Really liked this. Would have been better with the fresh lemon. Probably not a dish I would make for company, but great when you want something fast and cheap.
This is a bonus entry for the week! Our regularly scheduled post (from Chapter 2 on Salads) will be up either this afternoon or tomorrow.
I’ve been wanting to make this dish since I first flipped through the cookbook. I LOVE the concept of a garlic and oil sauce for my spaghetti, but our past attempts have been seriously lacking. It usually ends up with pasta sitting in a pool of oil with mostly raw garlic adding a nasty bite. Not that it matters, since none of it sticks to the pasta anyway, it just gets left in the bottom of the bowl with the oil. Ew.
So seeing an ATK recipe for pasta with garlic and oil made me do the happy food dance (if you don’t know what the happy food dance is, you need to eat with me more often) and put it on the meal schedule for the week. I will preface this entry by saying you must be a garlic lover to enjoy this dish. There is TONS of garlic, and the flavor is quite strong. Drew and I are garlic fiends, but this might not be first date material.
One thing I love about most pasta recipes (and this one is no exception) is that they can often be completed in the time it takes to boil the water and cook the pasta. In my head, that feels like “free time” to make a fun sauce, since it would take the same amount of time if I were just opening up a jar. I hope that makes sense outside of my head. The one downside here is that you do have to attend the sauce (lots of garlic in extra-virgin olive oil) the entire time. You can’t set a jar of sauce up to simmer and then go watch TV for 15 minutes. Burnt garlic will make for a hideous sauce, and once it’s burnt there is no turning back the clock. You’ll have to start all over again, and I don’t think anyone really enjoys peeling 12 cloves of garlic once, let alone twice. Once the garlic is nice and golden (just about the time the pasta finishes cooking... amazing!), you just mix in a little parsley, red pepper flakes, salt and lemon juice and voila! Garlic bliss.
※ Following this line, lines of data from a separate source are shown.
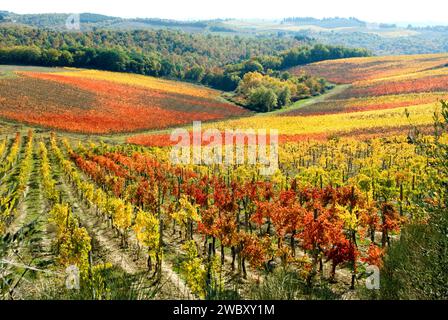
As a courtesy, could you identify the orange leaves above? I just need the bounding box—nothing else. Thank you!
[361,243,385,268]
[291,54,448,83]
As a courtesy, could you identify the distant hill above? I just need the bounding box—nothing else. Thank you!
[0,11,448,55]
[283,17,367,29]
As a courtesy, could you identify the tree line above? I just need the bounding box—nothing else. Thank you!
[0,28,370,111]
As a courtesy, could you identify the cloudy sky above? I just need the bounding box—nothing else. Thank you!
[0,0,448,24]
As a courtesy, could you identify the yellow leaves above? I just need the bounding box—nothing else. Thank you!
[58,227,92,273]
[204,103,435,135]
[182,240,207,299]
[49,204,92,273]
[133,210,160,253]
[336,205,360,230]
[57,70,219,98]
[113,202,134,231]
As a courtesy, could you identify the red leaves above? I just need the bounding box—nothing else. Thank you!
[361,243,384,268]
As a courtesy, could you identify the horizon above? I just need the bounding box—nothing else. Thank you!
[1,0,448,26]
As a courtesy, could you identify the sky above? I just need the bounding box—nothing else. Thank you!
[0,0,448,24]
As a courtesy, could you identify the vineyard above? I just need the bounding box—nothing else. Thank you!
[0,69,249,134]
[0,115,446,299]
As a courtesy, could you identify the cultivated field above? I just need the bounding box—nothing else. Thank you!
[0,56,448,300]
[0,67,248,134]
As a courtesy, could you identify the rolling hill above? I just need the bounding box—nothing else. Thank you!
[128,54,448,145]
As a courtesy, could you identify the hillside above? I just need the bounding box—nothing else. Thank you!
[0,67,247,134]
[0,12,448,55]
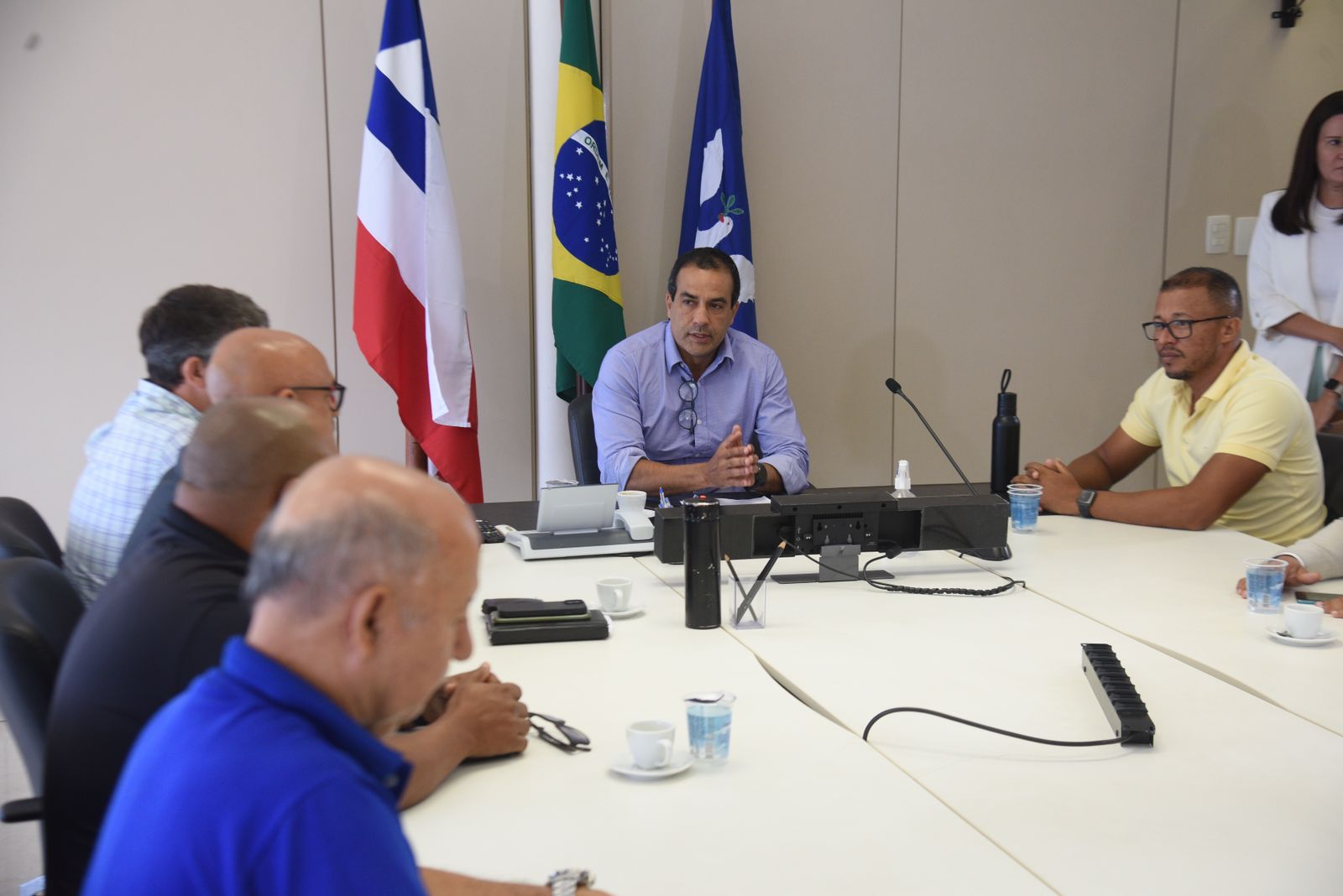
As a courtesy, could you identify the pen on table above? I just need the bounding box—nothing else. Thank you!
[723,554,760,625]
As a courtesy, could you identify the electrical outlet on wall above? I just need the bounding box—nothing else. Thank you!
[1204,215,1231,255]
[1236,217,1258,255]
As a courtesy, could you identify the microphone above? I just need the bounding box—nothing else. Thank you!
[886,377,979,495]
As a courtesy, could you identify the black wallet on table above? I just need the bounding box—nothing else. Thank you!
[481,598,611,647]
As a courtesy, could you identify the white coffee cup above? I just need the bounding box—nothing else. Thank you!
[596,578,634,613]
[615,488,649,510]
[624,719,676,770]
[1283,603,1325,638]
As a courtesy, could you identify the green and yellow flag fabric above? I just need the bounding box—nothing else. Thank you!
[551,0,624,401]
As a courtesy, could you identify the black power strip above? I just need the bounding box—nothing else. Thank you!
[1083,643,1157,748]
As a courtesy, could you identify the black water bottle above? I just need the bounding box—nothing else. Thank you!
[989,370,1021,497]
[681,495,723,629]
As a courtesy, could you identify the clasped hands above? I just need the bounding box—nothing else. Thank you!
[1012,457,1083,517]
[1236,554,1343,618]
[703,425,760,488]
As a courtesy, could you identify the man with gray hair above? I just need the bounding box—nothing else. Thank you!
[65,284,270,602]
[123,327,345,558]
[42,410,528,896]
[85,457,609,896]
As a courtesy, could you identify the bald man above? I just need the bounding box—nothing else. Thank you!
[123,327,345,557]
[43,399,336,894]
[85,457,614,896]
[43,408,528,896]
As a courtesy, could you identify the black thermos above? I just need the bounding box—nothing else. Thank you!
[681,495,723,629]
[989,370,1021,497]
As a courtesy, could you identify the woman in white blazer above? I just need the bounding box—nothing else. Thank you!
[1246,90,1343,428]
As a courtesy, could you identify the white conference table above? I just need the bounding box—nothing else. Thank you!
[967,517,1343,735]
[403,544,1050,896]
[640,553,1343,893]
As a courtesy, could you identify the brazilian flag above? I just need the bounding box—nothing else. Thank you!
[551,0,624,401]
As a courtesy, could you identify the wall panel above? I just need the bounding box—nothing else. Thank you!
[895,0,1177,486]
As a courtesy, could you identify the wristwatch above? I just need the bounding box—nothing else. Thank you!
[546,867,596,896]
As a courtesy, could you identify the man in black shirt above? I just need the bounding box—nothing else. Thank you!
[123,327,345,560]
[43,399,528,896]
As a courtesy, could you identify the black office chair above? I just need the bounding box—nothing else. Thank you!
[569,392,602,486]
[0,557,83,822]
[1316,432,1343,522]
[0,497,62,566]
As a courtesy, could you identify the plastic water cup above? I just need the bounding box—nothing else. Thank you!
[685,690,737,764]
[1007,484,1045,533]
[1245,557,1287,613]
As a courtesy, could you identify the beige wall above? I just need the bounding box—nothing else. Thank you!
[0,0,1343,531]
[0,0,1343,887]
[1166,0,1343,326]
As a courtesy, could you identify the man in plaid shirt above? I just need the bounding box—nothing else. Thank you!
[65,286,270,602]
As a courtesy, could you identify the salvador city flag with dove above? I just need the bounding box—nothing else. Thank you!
[551,0,624,401]
[354,0,485,502]
[680,0,756,336]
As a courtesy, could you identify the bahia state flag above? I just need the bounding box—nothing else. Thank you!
[551,0,624,401]
[354,0,485,502]
[680,0,756,336]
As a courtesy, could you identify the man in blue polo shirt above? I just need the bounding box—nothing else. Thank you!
[85,457,609,896]
[593,247,808,493]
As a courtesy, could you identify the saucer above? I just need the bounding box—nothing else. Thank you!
[1264,625,1334,647]
[611,750,694,778]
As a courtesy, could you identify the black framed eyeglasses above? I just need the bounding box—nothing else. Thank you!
[526,712,593,753]
[289,383,345,413]
[1143,314,1236,342]
[676,379,700,436]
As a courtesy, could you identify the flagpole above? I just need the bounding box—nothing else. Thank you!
[526,0,573,487]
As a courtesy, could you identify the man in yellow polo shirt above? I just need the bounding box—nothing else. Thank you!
[1016,267,1325,544]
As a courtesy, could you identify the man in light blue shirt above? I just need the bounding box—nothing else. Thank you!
[593,248,807,493]
[65,286,270,602]
[83,457,603,896]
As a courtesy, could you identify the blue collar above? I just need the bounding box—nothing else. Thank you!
[662,320,734,379]
[220,636,411,804]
Mix it with the spaghetti, add a little shredded parmesan on top and we had a lovely lunch.
A garlic press is your best friend in this recipe if your knife skills aren’t up to master chef level. And I definitely recommend using fresh garlic, not the pre-minced jarred stuff, for this recipe. While peeling and mincing garlic is definitely a pain, it is the star in this recipe and deserves a little special treatment. The jarred stuff may work OK for what’s cooked in the oil, but not for the portion added raw at the end.
A mistake we made was using our container of grocery lemon juice instead of buying a lemon. We could definitely taste the difference in the end result. I’m not exactly sure how to explain it, but it didn’t taste bright like fresh squeezed lemon juice would have been. It wasn’t the end of the world, but it was noticeable. This is definitely not a recipe to shortcut your ingredients. Fresh garlic, fresh lemon, fresh parsley. No substitutions!